Converse hitam itu dengan handalnya membalikkan papan skate dengan mudah hingga berdiri dan ditangkap lincah oleh Bara. Ditentengnya skateboard hitam penuh stiker itu masuk ke dalam kapel.
Dalam jalan masuk ke tempat kesayangannya, netranya dari jauh menangkap suster Jana yang berjalan keluar dari dalam ruang ibadah kapel. Bara pun lantas berbelok, memiringkan arahnya sebentar untuk menghampiri si biarawati cantik itu.
"Suster!" Panggilnya pada Jana yang tengah berbincang dengan suster senior dari gereja lain. Bara dapat menebak karena seragam yang mereka kenakan berbeda tipenya. Jana menoleh dan tersenyum lebar menyambut Bara.
"Oh iya, suster-suster, ini namanya Bara. Pemuda gereja yang tinggal di sekitar kapel. Bara ini sering sekali ke kapel untuk berdoa atau sekedar mengobrol sama kami." Jelas Jana.
Bara pun langsung menyalami suster-suster senior itu satu per satu dengan ramahnya. Para biarawati itu ikut tersenyum ramah. Siapa sih yang bisa menahan untuk tak tersenyum kala lesung pipit dalam milik Bara itu mulai muncul?
"Yaudah, mari, Sus, saya antar sampai gerbang." Ujar Jana lalu mempersilahkan senior-seniornya untuk berjalan lebih dulu.
Ketika para suster itu sudah berjalan mendahului, Bara dengan gesit memasukkan sesuatu ke kantong baju Jana. Si biarawati pun mengernyit bingung dan menatap Bara penasaran.
"Bonus." Bisik Bara yang kemudia mengedip dan kembali berjalan ke ruangan tujuan awalnya.

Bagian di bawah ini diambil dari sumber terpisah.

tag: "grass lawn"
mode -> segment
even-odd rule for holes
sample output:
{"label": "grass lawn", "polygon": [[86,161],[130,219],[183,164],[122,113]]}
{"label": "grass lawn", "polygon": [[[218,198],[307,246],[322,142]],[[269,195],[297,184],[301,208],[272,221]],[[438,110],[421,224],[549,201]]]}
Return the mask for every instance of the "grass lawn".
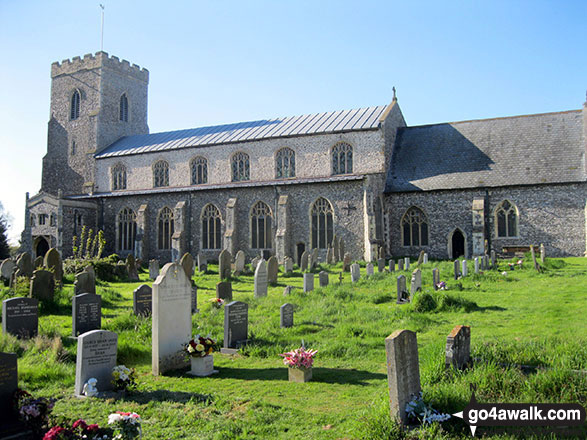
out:
{"label": "grass lawn", "polygon": [[[440,269],[446,292],[433,293],[433,267]],[[138,391],[117,401],[72,396],[71,276],[56,301],[41,306],[40,336],[17,341],[2,335],[0,351],[18,354],[21,388],[59,398],[54,414],[104,425],[111,412],[135,411],[145,439],[470,438],[460,419],[405,433],[390,421],[384,339],[397,329],[417,332],[424,399],[442,412],[465,407],[469,384],[477,387],[479,402],[587,406],[587,374],[576,371],[587,370],[587,259],[549,259],[543,273],[528,263],[510,272],[501,262],[499,270],[471,275],[470,269],[458,281],[452,279],[452,262],[421,269],[424,292],[407,305],[395,303],[397,272],[366,279],[363,267],[359,282],[352,284],[344,273],[339,284],[341,265],[324,265],[316,272],[330,272],[330,285],[308,294],[300,272],[280,273],[261,299],[253,296],[252,273],[234,278],[234,299],[249,304],[251,343],[236,356],[215,354],[220,373],[210,378],[151,375],[150,318],[132,315],[132,291],[151,284],[147,272],[137,283],[101,283],[102,328],[118,333],[118,363],[135,368],[139,380]],[[192,322],[194,334],[211,333],[222,343],[223,310],[209,302],[219,281],[216,270],[210,265],[206,274],[194,276],[200,313]],[[408,271],[401,273],[410,279]],[[297,289],[284,297],[287,285]],[[1,299],[8,296],[8,289],[0,290]],[[279,307],[285,302],[295,306],[294,327],[281,329]],[[446,336],[458,324],[471,326],[477,361],[466,371],[446,372]],[[278,354],[302,340],[318,350],[313,380],[290,383]],[[517,438],[478,431],[483,432]]]}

Ia bersiul ketika memasuki ruangan ganti untuk para pastur dan misdinar yang bertugas jika ada ibadah. Dibukanya sebuah ruang penyimpanan jubah yang lantainya dilapisi karpet. Dibukanya suatu bagian ujung karpet dan tampak lantai yang berdebu di bawahnya. Bara menarik suatu kawat yang tersembunyi di antara lantai itu, lalu beberapa kotak ubin terangkat.

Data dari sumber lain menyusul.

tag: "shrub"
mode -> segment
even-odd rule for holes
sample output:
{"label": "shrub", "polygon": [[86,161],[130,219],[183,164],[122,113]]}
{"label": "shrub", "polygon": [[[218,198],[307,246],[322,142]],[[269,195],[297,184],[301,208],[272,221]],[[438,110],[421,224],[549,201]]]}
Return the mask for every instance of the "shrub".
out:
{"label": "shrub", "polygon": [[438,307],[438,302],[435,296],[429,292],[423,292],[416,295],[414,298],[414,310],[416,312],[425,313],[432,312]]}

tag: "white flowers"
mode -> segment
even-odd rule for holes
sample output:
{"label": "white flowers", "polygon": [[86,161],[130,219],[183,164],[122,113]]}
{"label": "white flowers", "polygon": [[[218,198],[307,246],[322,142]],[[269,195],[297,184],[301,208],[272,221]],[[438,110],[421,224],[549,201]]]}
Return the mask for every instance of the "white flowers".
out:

Sebuah pintu rahasia menuju ke bawah lantai terbuka, dengan tangga yang cukup Panjang ke bawah terlihat. Tak lupa, sebelum menghilang ke lantai bawah yang tersembunyi itu, Bara membetulkan letak karpet seperti semula hingga pintu masuk itu tertutup kembali.

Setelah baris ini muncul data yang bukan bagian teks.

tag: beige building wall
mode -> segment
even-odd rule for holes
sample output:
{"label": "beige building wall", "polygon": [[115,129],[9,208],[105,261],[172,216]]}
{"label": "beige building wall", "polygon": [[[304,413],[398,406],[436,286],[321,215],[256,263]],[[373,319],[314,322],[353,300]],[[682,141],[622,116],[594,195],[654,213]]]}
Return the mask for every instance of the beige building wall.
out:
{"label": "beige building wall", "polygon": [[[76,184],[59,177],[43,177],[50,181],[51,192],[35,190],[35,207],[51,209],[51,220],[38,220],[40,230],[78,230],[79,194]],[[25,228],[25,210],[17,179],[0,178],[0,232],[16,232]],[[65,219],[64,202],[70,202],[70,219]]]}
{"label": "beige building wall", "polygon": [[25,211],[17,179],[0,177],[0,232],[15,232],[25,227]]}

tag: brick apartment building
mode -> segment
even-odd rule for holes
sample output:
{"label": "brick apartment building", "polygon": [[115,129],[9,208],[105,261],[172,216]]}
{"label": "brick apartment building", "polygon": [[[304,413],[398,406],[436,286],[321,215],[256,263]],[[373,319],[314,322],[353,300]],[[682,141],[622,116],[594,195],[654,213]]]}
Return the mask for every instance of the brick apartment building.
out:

Ia menuruni tangga itu dengan santai dan tibalah Bara di ruangan mewah bawah tanah yang selalu menjadi tempat favoritnya ketika tak memiliki aktivitas seharian.
Ruangan itu bukanlah tempat penyimpanan senjata seperti yang ada di film-film mafia. Hanya ada beberapa meja dan peralatan laboratorium canggih beserta computer di antaranya. Di sudut ruangan terdapat lemari kecil berisikan display produk yang ia rencanakan akhir-akhir ini.
Bara menghampiri seorang pemuda yang tengah mencampur suatu bahan di tangannya sambal menggunakan sarung tangan lateks khas laboratorium. Matanya ikut mengikuti kegiatan yang dilakukan rekan seotaknya itu.
"Sampe mana, Bri?" Tanyanya setelah si pemuda berhasil mencampurkan bubuk putih ke dalam suatu larutan dengan amannya.
"Baru mau batch kedua. Yang batch pertama ukuran partikelnya kekecilan, jadi malah gampang kehirup dan nggak kenceng gitu di hidung." Ujar Brian, pemuda yang tengah sibuk dengan percobaannya.
"Lo tumben kesini hari biasa. Nggak ada kelas?" Tanya Brian balik.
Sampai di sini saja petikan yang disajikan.